Peaceful neighbors locked in combat. Tidy lawns became battlegrounds and ride-on mowers became symbols of speed and prowess. Suburban culture, in short, ran amok.
Seven neighbors riding seven lawn tractors took off from a starting line just next to George Carman's mailbox, for the 5th Annual Moyer Road Lawn-Mower Race. It has become a traditional Easter celebration for the neighborhood, which is south of Damascus.
It is an event that ruptures suburban calm, sparks accusations of cheating and sabotage and, participants say, helps make Moyer Road a great place to live and cut grass.
Carman, sales agent for Gallo Wines in Montgomery County, drives a 5-horsepower International Harvester Cadet 5. He predicted victory for himself before the race, yet seemed worried about Ron Gilbert, who had gone all the way up to Frederick County to buy 92 octane gasoline for extra firepower.
But it was Bill Van Stry, wearing a deflated basketball for a helmet and a Halloween mask for goggles, who held the lead for halfway round the mile course. His Sears Craftsman LTV 11 Varidrive lawn tractor started slipping behind as he headed down Art Englert's front lawn and took the corner by the willow tree.

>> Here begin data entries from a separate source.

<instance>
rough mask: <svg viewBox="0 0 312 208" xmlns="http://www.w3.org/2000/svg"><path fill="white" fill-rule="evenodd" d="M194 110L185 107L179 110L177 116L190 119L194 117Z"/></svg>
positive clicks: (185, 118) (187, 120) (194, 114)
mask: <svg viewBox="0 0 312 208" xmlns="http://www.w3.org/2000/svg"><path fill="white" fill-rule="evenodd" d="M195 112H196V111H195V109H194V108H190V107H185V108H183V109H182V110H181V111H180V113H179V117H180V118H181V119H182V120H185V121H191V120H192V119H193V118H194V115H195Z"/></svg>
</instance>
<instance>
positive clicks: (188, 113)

For a brief time, Gilbert, sporting a black top hat and bright red sweater, took the lead, to the cheers of the 20 or so spectators. But in the end Bob Evans, a science teacher at Thomas S. Wootton Senior High in Rockville -- and no relation to the sausage manufacturer -- pulled ahead with his mighty 12-horsepower International Harvester Cub Cadet and crossed the finish line, hands raised in exhaltation.

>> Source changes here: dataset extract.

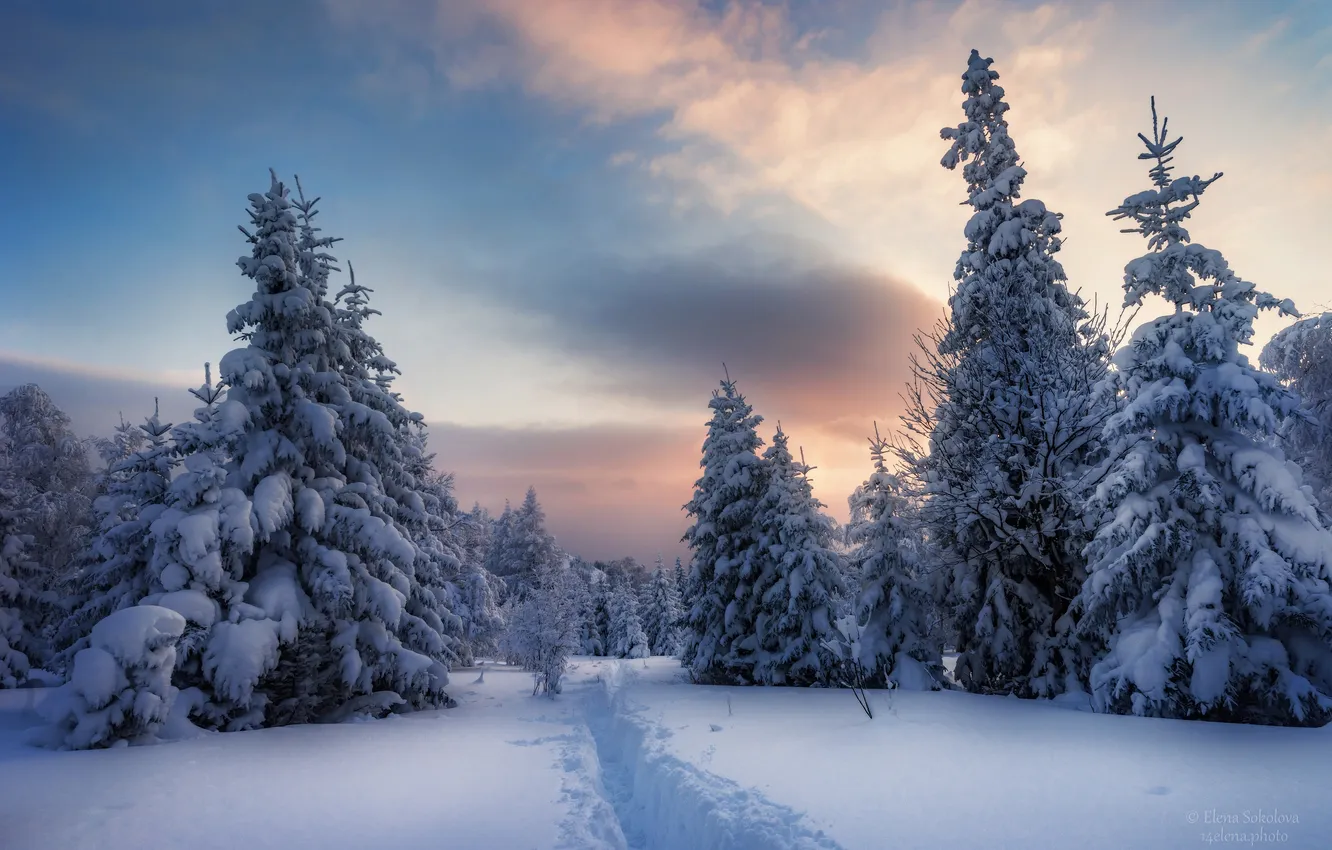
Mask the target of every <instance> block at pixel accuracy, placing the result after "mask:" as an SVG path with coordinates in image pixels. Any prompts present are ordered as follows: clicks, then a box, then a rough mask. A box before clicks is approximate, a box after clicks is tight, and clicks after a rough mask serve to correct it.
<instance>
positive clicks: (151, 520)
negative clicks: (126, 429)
mask: <svg viewBox="0 0 1332 850" xmlns="http://www.w3.org/2000/svg"><path fill="white" fill-rule="evenodd" d="M121 424H123V425H124V422H121ZM170 428H172V425H170V422H163V421H161V418H160V416H159V412H157V408H156V404H155V408H153V414H152V416H151V417H148V418H147V420H145V421H144V422H143V424H141V425H137V426H135V432H136V433H137V436H135V434H129V433H128V432H125V430H124V429H120V428H117V436H116V440H115V441H113V446H115V452H113V453H112V454H111V456H109V458H108V460H109V461H111V466H109V468H108V470H107V474H105V480H104V489H105V492H104V493H103V494H101V496H99V497H97V500H96V502H95V513H96V514H97V516H99V524H97V533H96V536H95V537H93V540H92V542H91V544H89V546H88V548H87V549H85V550H84V553H83V554H81V556H80V569H79V572H77V574H76V576H75V578H73V581H72V584H75V585H76V588H77V592H76V597H75V598H76V600H77V602H76V605H75V606H73V609H72V610H71V612H69V614H68V616H67V617H65V618H64V622H61V624H60V629H59V630H57V633H56V646H57V649H59V650H60V653H59V655H57V658H56V662H55V665H53V666H57V667H61V669H63V667H65V666H67V665H68V662H69V661H72V659H73V657H75V654H76V653H79V651H80V650H81V649H84V647H85V646H88V638H89V636H91V634H92V628H93V625H95V624H96V622H97V621H99V620H101V618H104V617H107V616H108V614H111V613H113V612H117V610H120V609H123V608H128V606H131V605H135V604H136V602H139V600H141V598H144V597H145V596H148V593H149V578H151V576H149V572H148V562H149V560H151V557H152V542H153V541H152V533H151V532H152V525H153V522H155V521H156V520H157V517H160V516H161V513H163V510H165V508H166V492H168V489H169V486H170V477H172V470H173V468H174V465H176V458H174V456H173V446H172V444H170ZM131 446H137V448H133V449H132V450H131ZM124 450H129V454H125V456H123V457H119V456H120V454H121V453H123V452H124Z"/></svg>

Van Stry, who wound up finishing last, said he was felled by the beer at the compulsory pit stop under the basketball hoop next to Englert's two-car garage. He suffered a debilitating headache the second half of the course, he said, because the beer was too cold. "I think it was sabotage," he said.
"I normally mow by hand," added Van Stry, an insurance worker from Frewsburg, N.Y., who was visiting his brother for Easter. "That's another handicap I had."
The "powder-puff" race that followed attracted just three females; Van Stry's 16-year-old daughter Sharon took the honors.
"I'm a great driver, so I won," she summed up. "I have a lot of skill in lawn-mower driving."
Mary Van Stry, who lives on Moyer Road and is Sharon's aunt, came in second, despite an alarming detour across a small drainage ditch and onto the street, causing the evacuation of several young children.
Nancy Englert came in last and, in a good-natured way, accused her neighbor Bob Van Stry of latching her mower in third gear to give his wife an edge.
Lawn tractors aren't used just to cut grass out on Moyer Road, where the plots of land sometimes spread across an acre, and the distance between houses is often too short to drive by car but too long to go by foot.
The racing began, history tell us, back in 1981 when a group of neighbors fell into friendly dispute over who owned the fastest lawn tractor.
Now lawn mower racing is a proud neighborhood distinction, with its own memories and rituals. There is now an Easter egg hunt for the children -- and Bloody Marys for the adults -- before the race. A handicapping system developed, complete with time trials.
One year the children made miniature floats to tow behind the lawn mowers in a small, pre-race parade. Two years ago, a neighborhood police officer came out with a radar gun and clocked the fastest lawn tractor at 7.3 mph. Last year they made a videotape of the race, complete with dramatic theme music and freeze-frame shots at the end. It is shown frequently around the neighborhood.
"It's a real close-knit neighborhood," said Carman, who said events like the lawn-mower races help keep it that way. "You don't see this too much anywhere else."
"It's not suburban living," Mary Van Stry concluded. "It's just weird."